Bishop McElroy on Pope Francis’ commitment to planet, peace, poverty

In an essay published by America magazine on April 23, 2018, San Diego’s Bishop Robert McElroy writes about Pope Francis’ “contributions to Catholic social teaching have reflected the three Franciscan priorities of poverty, peace and the planet.” Bishop McElroy writes that the pope’s Latin American roots must be considered and respected when assessing his positions, as much as St. Pope John Paul II’s Eastern European roots were.

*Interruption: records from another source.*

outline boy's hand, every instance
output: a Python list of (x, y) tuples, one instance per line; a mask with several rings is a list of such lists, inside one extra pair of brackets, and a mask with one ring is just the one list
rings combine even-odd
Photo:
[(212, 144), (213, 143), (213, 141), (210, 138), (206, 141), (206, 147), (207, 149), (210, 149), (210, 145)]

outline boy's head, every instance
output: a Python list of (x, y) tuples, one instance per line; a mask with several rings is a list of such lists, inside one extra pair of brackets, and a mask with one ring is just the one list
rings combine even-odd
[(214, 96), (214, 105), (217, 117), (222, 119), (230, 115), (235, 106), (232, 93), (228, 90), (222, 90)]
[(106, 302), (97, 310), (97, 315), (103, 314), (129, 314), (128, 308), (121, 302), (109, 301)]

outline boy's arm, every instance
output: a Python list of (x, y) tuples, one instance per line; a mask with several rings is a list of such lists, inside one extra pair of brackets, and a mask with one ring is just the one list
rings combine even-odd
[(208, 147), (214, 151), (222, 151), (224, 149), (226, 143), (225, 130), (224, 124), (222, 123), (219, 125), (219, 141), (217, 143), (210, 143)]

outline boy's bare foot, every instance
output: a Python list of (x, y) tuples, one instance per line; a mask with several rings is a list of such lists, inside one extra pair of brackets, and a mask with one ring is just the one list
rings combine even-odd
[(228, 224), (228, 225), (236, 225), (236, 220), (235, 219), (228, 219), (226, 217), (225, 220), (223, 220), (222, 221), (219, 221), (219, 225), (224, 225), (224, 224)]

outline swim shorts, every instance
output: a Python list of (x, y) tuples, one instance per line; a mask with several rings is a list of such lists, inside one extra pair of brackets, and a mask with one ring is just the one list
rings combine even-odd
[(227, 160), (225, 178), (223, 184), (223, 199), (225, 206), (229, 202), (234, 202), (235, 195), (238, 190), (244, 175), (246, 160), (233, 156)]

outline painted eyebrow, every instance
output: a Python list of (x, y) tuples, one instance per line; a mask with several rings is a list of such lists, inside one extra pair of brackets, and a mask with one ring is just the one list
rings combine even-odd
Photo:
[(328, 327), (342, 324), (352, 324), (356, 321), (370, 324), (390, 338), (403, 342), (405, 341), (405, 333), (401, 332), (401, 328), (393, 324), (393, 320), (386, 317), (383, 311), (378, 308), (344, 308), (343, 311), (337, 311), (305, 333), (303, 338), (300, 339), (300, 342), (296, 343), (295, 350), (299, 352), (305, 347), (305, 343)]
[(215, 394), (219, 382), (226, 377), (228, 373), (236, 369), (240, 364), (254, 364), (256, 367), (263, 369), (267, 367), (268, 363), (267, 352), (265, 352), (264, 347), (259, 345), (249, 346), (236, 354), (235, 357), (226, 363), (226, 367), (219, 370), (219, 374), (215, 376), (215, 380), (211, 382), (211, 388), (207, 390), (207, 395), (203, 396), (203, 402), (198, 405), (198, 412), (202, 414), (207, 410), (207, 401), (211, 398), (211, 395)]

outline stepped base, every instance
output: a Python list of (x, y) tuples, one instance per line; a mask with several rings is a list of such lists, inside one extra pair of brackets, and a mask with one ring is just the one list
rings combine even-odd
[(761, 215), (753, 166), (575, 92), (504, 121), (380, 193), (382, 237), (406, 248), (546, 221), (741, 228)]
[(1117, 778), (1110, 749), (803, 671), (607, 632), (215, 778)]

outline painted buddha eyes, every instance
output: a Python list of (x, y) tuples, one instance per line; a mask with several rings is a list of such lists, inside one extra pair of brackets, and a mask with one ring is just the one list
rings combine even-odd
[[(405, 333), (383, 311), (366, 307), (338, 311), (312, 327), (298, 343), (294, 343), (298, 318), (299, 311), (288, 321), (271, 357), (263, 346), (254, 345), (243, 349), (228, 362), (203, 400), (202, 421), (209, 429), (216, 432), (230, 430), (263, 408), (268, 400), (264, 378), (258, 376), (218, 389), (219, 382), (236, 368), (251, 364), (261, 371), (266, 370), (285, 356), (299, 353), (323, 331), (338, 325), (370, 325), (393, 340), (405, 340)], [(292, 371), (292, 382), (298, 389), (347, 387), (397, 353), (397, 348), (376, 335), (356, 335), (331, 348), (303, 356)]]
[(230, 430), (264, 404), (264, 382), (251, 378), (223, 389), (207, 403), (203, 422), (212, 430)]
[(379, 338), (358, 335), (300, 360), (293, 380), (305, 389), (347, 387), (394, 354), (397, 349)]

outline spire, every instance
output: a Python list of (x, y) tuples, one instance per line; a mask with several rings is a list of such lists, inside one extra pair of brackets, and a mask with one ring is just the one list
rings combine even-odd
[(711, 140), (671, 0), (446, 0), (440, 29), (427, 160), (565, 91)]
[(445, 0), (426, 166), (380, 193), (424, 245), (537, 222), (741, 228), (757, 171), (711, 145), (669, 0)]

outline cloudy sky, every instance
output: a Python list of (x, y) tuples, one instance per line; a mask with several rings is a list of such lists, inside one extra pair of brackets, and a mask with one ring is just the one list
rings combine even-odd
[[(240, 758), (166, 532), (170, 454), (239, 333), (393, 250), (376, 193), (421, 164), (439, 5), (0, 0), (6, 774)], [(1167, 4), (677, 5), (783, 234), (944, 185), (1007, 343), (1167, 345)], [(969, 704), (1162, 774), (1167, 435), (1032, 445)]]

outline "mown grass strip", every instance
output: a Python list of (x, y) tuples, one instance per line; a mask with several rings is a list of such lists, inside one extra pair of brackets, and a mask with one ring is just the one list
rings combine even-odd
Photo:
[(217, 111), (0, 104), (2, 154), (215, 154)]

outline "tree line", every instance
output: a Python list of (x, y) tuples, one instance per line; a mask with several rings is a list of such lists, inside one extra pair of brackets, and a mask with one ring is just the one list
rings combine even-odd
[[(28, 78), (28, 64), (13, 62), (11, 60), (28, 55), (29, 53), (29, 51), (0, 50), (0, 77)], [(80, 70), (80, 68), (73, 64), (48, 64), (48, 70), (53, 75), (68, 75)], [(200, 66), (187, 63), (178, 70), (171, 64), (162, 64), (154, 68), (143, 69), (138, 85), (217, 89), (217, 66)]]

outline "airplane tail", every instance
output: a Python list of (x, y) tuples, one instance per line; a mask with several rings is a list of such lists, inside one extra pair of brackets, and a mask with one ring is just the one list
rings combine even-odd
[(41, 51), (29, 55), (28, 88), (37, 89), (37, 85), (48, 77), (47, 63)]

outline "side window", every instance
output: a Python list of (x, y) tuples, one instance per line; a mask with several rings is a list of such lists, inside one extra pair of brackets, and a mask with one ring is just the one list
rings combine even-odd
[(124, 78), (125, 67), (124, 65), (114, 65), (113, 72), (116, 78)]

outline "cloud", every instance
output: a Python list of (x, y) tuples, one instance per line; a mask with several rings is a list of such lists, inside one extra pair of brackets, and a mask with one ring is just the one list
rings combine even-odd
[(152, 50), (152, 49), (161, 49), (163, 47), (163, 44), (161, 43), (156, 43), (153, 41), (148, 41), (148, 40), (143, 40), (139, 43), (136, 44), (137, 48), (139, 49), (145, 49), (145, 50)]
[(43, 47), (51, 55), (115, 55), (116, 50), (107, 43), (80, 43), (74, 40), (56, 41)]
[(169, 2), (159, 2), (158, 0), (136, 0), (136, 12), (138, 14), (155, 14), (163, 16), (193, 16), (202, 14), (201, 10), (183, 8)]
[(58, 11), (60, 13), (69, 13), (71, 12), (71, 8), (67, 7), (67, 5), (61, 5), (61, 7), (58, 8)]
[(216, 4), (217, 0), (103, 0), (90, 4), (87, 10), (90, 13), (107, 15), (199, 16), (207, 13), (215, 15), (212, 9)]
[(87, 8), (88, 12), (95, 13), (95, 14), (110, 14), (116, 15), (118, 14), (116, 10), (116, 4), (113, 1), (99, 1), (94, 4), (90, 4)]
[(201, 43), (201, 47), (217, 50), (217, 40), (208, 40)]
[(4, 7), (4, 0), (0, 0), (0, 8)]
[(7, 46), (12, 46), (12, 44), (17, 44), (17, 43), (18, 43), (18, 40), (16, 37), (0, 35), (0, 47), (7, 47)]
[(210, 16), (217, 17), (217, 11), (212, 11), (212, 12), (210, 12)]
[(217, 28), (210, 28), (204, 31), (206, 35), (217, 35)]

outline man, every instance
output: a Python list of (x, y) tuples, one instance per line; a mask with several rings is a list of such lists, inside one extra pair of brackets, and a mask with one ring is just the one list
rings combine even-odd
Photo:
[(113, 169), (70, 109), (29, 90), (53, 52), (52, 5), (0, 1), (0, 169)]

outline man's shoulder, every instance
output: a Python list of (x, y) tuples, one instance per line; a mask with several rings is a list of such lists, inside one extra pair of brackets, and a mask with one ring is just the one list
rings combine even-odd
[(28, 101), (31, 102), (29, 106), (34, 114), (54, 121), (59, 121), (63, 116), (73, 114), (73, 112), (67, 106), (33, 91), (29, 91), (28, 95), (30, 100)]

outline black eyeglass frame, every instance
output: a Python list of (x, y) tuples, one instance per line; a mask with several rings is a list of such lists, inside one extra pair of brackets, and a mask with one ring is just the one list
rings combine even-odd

Bishop McElroy writes, “[One] element of the new lens that Pope Francis brings to Catholic teaching on poverty, peace and the planet is the reintegration of nonviolence into the heart of Catholic teaching on war and peace. … For most of the church’s history … nonviolence has been seen as a heroic though unrealistic choice, an eccentric part of our patrimony that was displaced by St. Augustine’s powerful logic of war as last resort.

“In his World Day of Peace message in 2017, Pope Francis … reiterated the contention of the early Christian community that Christ’s call to love of neighbor and enemy alike is, in an unrelenting way, incompatible with recourse to war. … Can the church do anything less than seek to construct a powerful and realistic politics of nonviolence rooted both in reality and in the words of the Lord himself?”